Kochkolumne von Mohamed Amjahid

Fingerfood für die Absurditäten des Kunstmarktes

Während unser Kolumnist gefüllte Teigröllchen backt, denkt er über die politische Schieflage des Kunstmarktes nach. Wenn das Thema Flucht gerade in so vielen Werken präsent ist - warum profitieren die Geflüchteten so wenig davon?

Hab gehört, dass der Markt die Kunst regelt.
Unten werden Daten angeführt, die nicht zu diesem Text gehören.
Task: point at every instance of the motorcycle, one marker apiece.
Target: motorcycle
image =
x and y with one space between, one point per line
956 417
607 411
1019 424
Direktorinnen von Museen, Galerien und anderen wichtigen Kunstinstitutionen sollen sich angeblich bei Walnussbrot und Butter mit grobem Meersalz treffen und darüber entscheiden, welche Kunst demnächst zu horrenden Preisen das Kapital geschmackloser Kunstsammlungen anziehen wird. So heißt es zumindest in der Gerüchteküche. Auf dem Kunstmarkt soll es wenig um den künstlerischen Wert und mehr um die Dollarzeichen beim Hammerschlag im Auktionshaus gehen.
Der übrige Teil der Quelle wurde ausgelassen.